Energia solar em expansão: o boom que desafia o equilíbrio do sistema
Nos últimos anos, o Brasil assistiu a uma verdadeira explosão de investimentos em energia solar, tanto em grandes usinas centralizadas quanto em sistemas residenciais e empresariais. De acordo com especialistas, o custo dos painéis solares caiu 93% desde 2013, o que impulsionou o crescimento vertiginoso da chamada geração distribuída, ou seja, a produção de energia por consumidores individuais.
Esse modelo descentralizado democratizou o acesso à energia limpa, mas também trouxe complexidades inéditas para o controle da rede elétrica. Isso porque o Operador Nacional do Sistema (ONS) não tem domínio direto sobre a energia gerada por pequenos produtores, o que dificulta o equilíbrio entre oferta e demanda em tempo real.

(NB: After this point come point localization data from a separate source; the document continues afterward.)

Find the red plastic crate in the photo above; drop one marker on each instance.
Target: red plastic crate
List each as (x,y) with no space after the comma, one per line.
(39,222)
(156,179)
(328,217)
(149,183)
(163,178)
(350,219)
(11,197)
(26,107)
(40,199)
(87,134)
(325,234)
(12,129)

“O sistema elétrico tem que ter geração exatamente igual ao consumo. Se tiver suboferta ou sobreoferta, há riscos de blecautes”, alerta Froes.
Embora o senso comum associe apagões à falta de energia, o problema oposto — a sobra de eletricidade — também pode causar instabilidade no sistema. Quando há geração solar em excesso, especialmente em horários de pico de radiação, a rede elétrica pode ficar sobrecarregada, resultando em quedas de tensão, falhas em subestações e até incêndios.
Essa situação é chamada de curtailment, termo usado quando o ONS decide cortar a geração de usinas solares centralizadas para evitar sobrecarga. Entretanto, o mesmo controle não é possível com os milhares de microgeradores residenciais, que continuam injetando energia na rede mesmo quando não há demanda suficiente.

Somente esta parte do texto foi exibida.